I like your MS. on Shakespeare’s Sonnets. The analysis of the gradual improvement in stability and elevation of feeling is very good. You quote rather awkwardly and do not enough comment on the passage quoted. What makes you credit [Shakespeare critic Richard] Simpson with ‘authority’? He has only stated an ingenious hypothesis; and in his attempt, I fancy, to screen Sh. from a vile imputation has not noticed the palpable intensity of personal, historically biographically personal, emotion the sonnets contain. I think he has written the best book on the subject. But you have detected one point which, I think, he forgets and which rather breaks down his argument—the low opinion expressed for women. Now if Sh. had meant only to follow the Italians, he would not have addressed a man and shown coldness to women. He took their form of art and their subtleties of emotional analysis; but what he felt was radically different—a passion which, as in Greece, bred a contempt for the weaker sex. At least, I cannot help thinking this. At the same time he is not the mouthpiece of Platonism. It is all original, fresh sentiment. The great problem is: how near was he after all to his idol? Were they real companions? Or did Sh. worship at a distance? This, alas! we shall never know; and the sonnets must always be a mystery to us.

I am, as regular readers will no doubt know, continually fascinated by the language Victorians writing about sexuality use to disguise or elide the fact that they’re writing about sexuality. This is still more interesting because Symonds is writing to an older woman, and yet it is quite easy to read between the lines and see that he is being as frank as he feels he can be to Mrs Clough about the nature of the Sonnets and their mysterious dedicatee.
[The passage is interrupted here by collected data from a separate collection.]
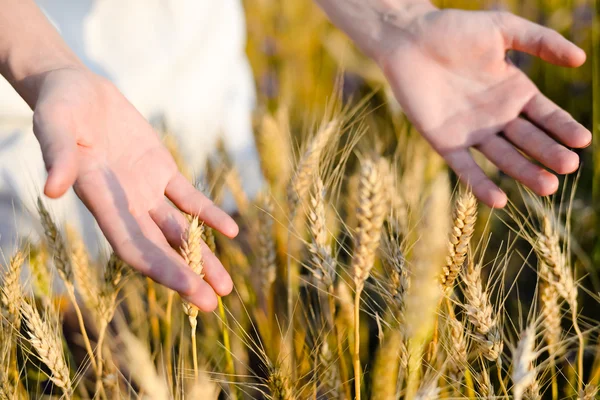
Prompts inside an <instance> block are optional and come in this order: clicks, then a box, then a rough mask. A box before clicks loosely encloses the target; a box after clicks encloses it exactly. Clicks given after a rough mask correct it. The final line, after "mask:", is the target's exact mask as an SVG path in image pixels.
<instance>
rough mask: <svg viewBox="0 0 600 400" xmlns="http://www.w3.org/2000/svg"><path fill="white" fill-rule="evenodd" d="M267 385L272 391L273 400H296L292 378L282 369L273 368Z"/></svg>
mask: <svg viewBox="0 0 600 400" xmlns="http://www.w3.org/2000/svg"><path fill="white" fill-rule="evenodd" d="M267 385H268V386H269V389H270V390H271V399H273V400H296V396H295V395H294V391H293V389H292V384H291V383H290V378H289V377H288V376H287V375H286V374H285V373H284V372H283V370H282V369H281V368H278V367H271V368H270V371H269V378H268V381H267Z"/></svg>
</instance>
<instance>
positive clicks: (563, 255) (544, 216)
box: [533, 216, 577, 308]
mask: <svg viewBox="0 0 600 400" xmlns="http://www.w3.org/2000/svg"><path fill="white" fill-rule="evenodd" d="M533 245H534V249H535V251H536V253H537V255H538V257H539V258H540V260H541V261H542V262H543V266H544V268H542V269H541V270H540V275H542V278H544V279H545V280H547V281H548V282H550V283H551V284H552V285H553V286H554V287H555V288H556V291H557V292H558V294H559V295H560V296H561V297H562V298H564V299H565V300H566V301H567V303H568V304H569V306H571V308H576V307H577V286H576V285H575V281H574V280H573V275H572V273H571V269H570V268H569V266H568V265H567V262H566V256H565V254H564V253H563V252H562V251H561V248H560V243H559V239H558V234H557V233H556V231H555V229H553V227H552V224H551V223H550V219H549V218H548V217H547V216H544V217H543V232H538V240H537V241H536V242H534V243H533Z"/></svg>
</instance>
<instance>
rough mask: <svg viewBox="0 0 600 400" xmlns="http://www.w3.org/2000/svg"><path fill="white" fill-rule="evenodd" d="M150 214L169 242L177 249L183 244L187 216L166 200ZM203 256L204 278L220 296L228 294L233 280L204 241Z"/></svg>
mask: <svg viewBox="0 0 600 400" xmlns="http://www.w3.org/2000/svg"><path fill="white" fill-rule="evenodd" d="M150 216H151V217H152V219H153V220H154V222H155V223H156V225H157V226H158V227H159V228H160V230H161V231H162V232H163V234H164V235H165V237H166V238H167V240H168V242H169V243H170V244H171V246H173V247H174V248H175V249H179V247H180V246H181V238H182V236H183V233H184V232H185V230H186V229H187V226H188V222H187V220H186V218H185V217H184V216H183V215H182V214H181V212H179V210H176V209H175V208H174V207H172V206H171V205H170V204H168V203H167V202H166V201H165V202H163V203H162V204H161V205H159V206H158V207H157V208H155V209H154V210H151V211H150ZM201 246H202V257H203V260H204V274H205V275H204V279H205V280H206V281H207V282H208V283H209V284H210V285H211V286H212V288H213V289H214V291H215V292H216V293H217V294H218V295H219V296H227V295H228V294H229V293H231V291H232V290H233V281H232V280H231V277H230V276H229V273H228V272H227V270H226V269H225V267H223V264H221V261H219V259H218V258H217V257H216V256H215V255H214V254H213V252H212V251H210V249H209V248H208V246H207V245H206V243H204V242H202V243H201Z"/></svg>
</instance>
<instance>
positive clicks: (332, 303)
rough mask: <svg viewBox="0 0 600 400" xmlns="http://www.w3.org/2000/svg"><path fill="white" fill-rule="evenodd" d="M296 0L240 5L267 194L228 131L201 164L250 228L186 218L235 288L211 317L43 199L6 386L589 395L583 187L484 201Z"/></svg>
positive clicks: (588, 237) (9, 286) (225, 389)
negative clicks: (234, 161) (225, 137)
mask: <svg viewBox="0 0 600 400" xmlns="http://www.w3.org/2000/svg"><path fill="white" fill-rule="evenodd" d="M300 3H302V2H283V3H282V2H275V1H274V0H262V1H260V2H256V3H252V4H248V13H249V35H250V44H249V49H248V51H249V53H251V58H252V60H253V64H254V68H255V71H256V72H257V74H260V76H261V79H263V78H264V79H265V80H267V81H272V80H273V81H276V83H277V84H279V89H280V93H276V94H275V95H273V94H268V93H263V92H260V93H259V102H260V107H259V109H260V111H259V112H258V113H257V119H256V132H255V135H256V142H257V148H258V150H259V157H260V162H261V168H262V171H263V175H264V177H265V187H264V188H262V191H261V193H263V195H261V196H259V197H258V198H257V199H253V198H252V197H250V196H249V195H248V194H247V193H245V192H244V190H243V186H244V185H242V183H243V182H241V181H240V174H239V172H238V170H237V169H236V168H237V167H236V166H235V165H234V164H233V162H232V160H231V158H230V156H229V155H228V154H227V152H226V151H225V148H226V146H225V143H224V142H221V143H220V144H219V148H218V150H217V152H216V154H215V157H212V158H211V161H210V162H209V163H208V167H207V169H206V171H204V172H205V174H204V175H205V176H204V177H203V178H204V180H205V181H206V186H207V187H209V188H210V194H211V195H212V198H213V199H214V200H215V202H216V203H219V202H222V200H223V195H224V193H225V190H228V191H229V192H230V194H231V195H232V196H233V198H234V200H235V202H236V204H237V208H238V213H239V218H238V222H239V223H240V225H241V234H240V236H239V238H236V239H235V240H233V241H231V240H228V239H225V238H224V237H222V236H220V235H219V234H218V233H215V232H213V231H212V230H211V229H209V228H208V227H205V226H203V224H202V221H199V220H198V218H196V217H190V218H189V220H188V221H189V227H188V229H187V231H186V232H185V234H184V235H183V237H182V239H183V240H182V245H181V248H180V249H177V250H179V252H180V254H181V257H182V259H183V260H184V261H185V262H186V263H187V264H188V265H189V267H190V268H192V269H193V270H194V272H196V273H197V274H198V275H200V276H203V272H204V271H203V263H202V260H203V255H202V252H201V248H208V249H209V250H210V251H212V252H214V253H215V254H216V255H217V256H218V257H219V259H220V260H221V261H222V262H223V264H224V266H225V268H227V269H228V271H229V272H230V273H231V275H232V278H233V280H234V283H235V292H234V294H232V295H231V296H228V297H226V298H223V299H219V310H218V312H215V313H214V314H203V313H199V312H198V310H197V309H196V308H195V307H194V306H193V305H191V304H189V303H186V302H185V300H184V299H180V298H179V296H177V295H176V294H175V293H173V292H172V291H170V290H167V289H165V288H162V287H160V286H159V285H156V284H155V283H153V282H151V281H149V280H148V279H146V278H144V277H142V276H140V275H138V274H137V273H135V272H134V271H131V270H130V268H129V267H127V266H126V265H125V264H124V263H123V261H121V260H120V259H119V258H118V257H117V256H116V255H115V254H110V253H108V254H90V253H89V252H88V250H87V249H86V246H85V245H84V243H83V242H82V240H81V238H80V237H79V235H78V234H77V232H75V231H73V230H71V229H67V231H66V233H67V235H63V232H62V230H61V222H62V221H54V220H53V219H52V217H51V215H52V214H51V210H49V209H47V208H46V206H45V205H44V203H43V202H42V201H41V200H40V201H39V202H38V211H39V216H40V221H41V225H42V227H43V233H44V234H43V235H40V236H41V237H40V238H39V239H29V240H28V238H15V239H18V240H15V242H18V243H21V245H20V247H19V248H18V249H15V251H14V252H12V253H11V254H7V255H6V259H7V261H6V262H5V263H4V264H5V265H4V268H3V273H2V287H1V289H2V290H1V297H0V299H1V305H2V316H1V320H0V335H1V336H0V400H3V399H13V398H61V397H62V398H77V399H93V398H99V399H113V398H114V399H117V398H121V399H142V398H150V399H157V400H158V399H177V400H179V399H186V398H201V399H204V398H206V399H217V398H232V399H239V400H241V399H282V400H284V399H319V400H321V399H328V400H329V399H331V400H342V399H343V400H350V399H354V398H371V399H376V400H392V399H399V398H410V399H434V398H453V399H461V398H464V399H466V398H485V399H498V398H503V399H506V398H516V399H519V398H527V399H540V398H552V399H553V400H557V399H560V398H577V397H579V398H582V399H593V398H596V397H597V396H598V394H597V391H598V390H597V389H598V383H599V381H600V346H599V343H598V331H599V329H598V321H597V320H598V318H597V317H596V316H595V315H597V310H598V309H600V296H598V295H597V293H598V289H599V287H598V286H597V285H596V284H595V280H597V279H598V276H597V275H598V274H597V271H596V270H595V269H594V268H593V265H594V260H593V257H594V256H595V255H594V254H593V253H592V251H591V248H590V246H589V243H585V240H589V238H595V237H597V233H598V232H597V227H595V226H591V225H590V224H589V223H587V222H586V221H588V220H590V210H591V209H592V208H591V206H590V205H589V204H588V203H589V202H587V200H586V195H585V193H584V195H582V196H579V197H578V196H575V195H572V196H569V193H567V192H568V190H567V189H563V193H566V194H564V195H560V196H556V197H555V198H552V199H548V200H542V199H540V198H538V197H536V196H534V195H531V194H529V193H527V192H525V191H522V196H518V195H516V194H515V193H517V191H516V190H513V191H512V192H510V189H511V188H513V186H510V185H511V184H510V183H504V182H502V183H503V184H505V185H508V191H509V192H510V193H511V196H510V197H511V199H512V200H513V201H514V203H513V204H511V207H510V210H509V213H508V218H507V217H506V216H507V214H506V213H504V212H500V213H499V214H498V215H491V214H490V211H489V210H488V209H486V208H485V207H479V205H478V204H477V201H476V199H475V198H474V197H473V195H472V194H471V192H470V191H469V190H468V189H466V188H458V187H457V186H454V185H453V182H454V181H453V177H452V176H451V175H450V174H449V173H448V171H447V169H446V168H445V167H444V166H443V163H442V160H441V159H440V158H439V157H437V156H436V155H435V154H434V153H433V152H432V151H431V150H430V149H429V148H428V147H427V145H426V143H424V141H423V140H422V139H421V138H420V137H419V136H418V135H417V133H416V132H415V131H414V130H413V129H412V128H411V126H410V124H408V123H407V122H406V121H405V120H404V117H403V116H402V113H401V110H399V109H398V107H396V105H395V104H394V103H393V102H390V101H389V99H390V97H389V89H388V88H386V87H384V88H383V89H382V90H378V91H375V92H374V91H372V90H371V89H372V88H370V87H368V86H366V85H367V84H371V83H374V82H376V83H377V85H380V84H381V80H379V78H378V77H377V76H376V75H377V74H376V73H374V72H373V71H374V67H373V65H372V64H370V63H369V62H368V61H367V60H366V59H364V58H362V57H361V56H360V55H359V54H357V53H355V52H354V51H353V50H352V49H349V50H348V57H347V58H348V59H349V61H348V63H349V64H350V65H349V70H350V71H351V73H347V74H345V75H343V76H340V75H338V71H337V64H336V62H335V61H332V60H333V59H342V58H344V57H343V56H342V53H343V52H342V51H341V50H339V47H340V46H341V47H343V46H342V44H340V43H342V42H340V40H341V39H340V37H339V35H337V34H336V33H335V32H334V31H333V30H332V29H331V27H330V26H329V25H327V24H325V22H324V20H323V17H322V15H321V14H317V13H316V11H315V10H314V9H313V8H312V6H311V5H300ZM551 11H552V13H554V12H555V11H556V10H554V9H552V10H551ZM548 12H550V11H548ZM549 15H550V14H549ZM559 16H560V15H558V17H559ZM558 17H557V16H556V15H554V14H552V18H551V20H552V21H553V20H555V19H556V18H558ZM257 21H259V22H260V23H257ZM300 33H302V34H300ZM264 49H268V52H270V53H269V54H268V55H267V56H264V58H265V59H261V60H258V59H257V57H258V56H257V54H259V53H260V52H264V51H265V50H264ZM302 49H307V50H306V51H305V52H304V53H302V51H303V50H302ZM281 52H283V53H281ZM261 54H262V53H261ZM317 59H318V60H319V61H318V63H315V64H312V63H314V62H315V60H317ZM300 61H302V62H300ZM304 65H310V66H312V67H313V68H317V67H318V71H319V72H318V73H315V72H314V71H313V72H311V71H309V70H308V69H309V67H306V68H305V67H303V66H304ZM296 73H297V74H296ZM318 74H321V75H319V76H320V78H317V75H318ZM546 76H547V77H550V78H552V79H551V80H557V78H558V77H559V75H558V74H557V73H555V72H553V71H548V74H547V75H546ZM550 78H548V79H550ZM365 82H366V83H365ZM317 83H318V84H317ZM311 85H312V86H314V92H311V90H312V89H311ZM353 85H354V86H356V85H358V86H359V88H358V89H356V88H355V89H353V87H354V86H353ZM361 85H362V86H361ZM317 86H318V87H317ZM365 89H366V90H365ZM367 92H368V95H365V93H367ZM311 93H312V94H311ZM323 93H327V94H329V95H330V97H329V98H328V99H327V100H325V97H326V96H323V95H322V94H323ZM331 93H333V94H331ZM317 95H318V96H317ZM415 95H418V94H415ZM311 96H312V99H313V100H315V96H316V97H317V98H316V101H315V107H314V110H313V111H312V112H309V111H308V110H309V109H311V107H309V104H311ZM314 121H320V122H319V123H315V122H314ZM165 143H166V144H167V147H168V148H169V149H170V150H171V152H172V153H173V154H174V158H175V159H176V161H177V164H178V166H179V168H180V169H181V170H182V172H183V173H184V174H185V175H186V176H187V177H188V178H190V179H191V178H192V177H193V172H194V171H191V170H190V169H189V167H188V166H186V165H185V162H184V161H183V157H181V156H180V155H178V151H177V143H176V142H175V141H174V140H172V138H170V137H168V136H167V137H166V138H165ZM484 167H485V169H486V171H487V172H490V173H492V174H493V173H494V171H493V169H490V168H489V167H488V166H486V165H484ZM563 187H564V188H568V187H569V185H568V184H564V185H563ZM453 189H454V190H453ZM583 189H584V190H585V187H584V188H583ZM453 193H455V195H453ZM206 194H209V193H208V192H206ZM580 238H581V240H579V239H580ZM586 238H588V239H586ZM201 240H203V241H204V242H205V243H206V244H207V246H206V247H203V246H201V244H200V243H201ZM109 254H110V255H109ZM10 256H12V257H10ZM22 266H23V267H22ZM23 269H25V271H27V272H29V275H28V278H27V279H25V281H22V280H20V279H19V276H22V275H25V274H24V273H22V270H23ZM55 275H58V278H59V279H60V282H54V280H55V278H54V276H55ZM57 283H59V284H57ZM57 287H61V288H62V287H65V288H66V289H59V290H58V291H57V290H56V288H57ZM182 308H183V311H184V312H181V310H182ZM595 312H596V314H594V313H595Z"/></svg>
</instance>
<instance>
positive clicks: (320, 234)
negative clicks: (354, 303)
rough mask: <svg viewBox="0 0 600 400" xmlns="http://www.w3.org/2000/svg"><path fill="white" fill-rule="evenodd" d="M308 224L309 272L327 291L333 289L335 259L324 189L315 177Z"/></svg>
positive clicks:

As the Oxford system is giving me a lot more time to sit around in reading rooms mulling over Victorians, expect more posts of this nature to come, at least until I need to start writing about the Victorians as well. I find it useful to try out brief readings and explications as I figure out what my Symonds project is actually going to pursue, and I hope this won’t prove uninteresting to the reader.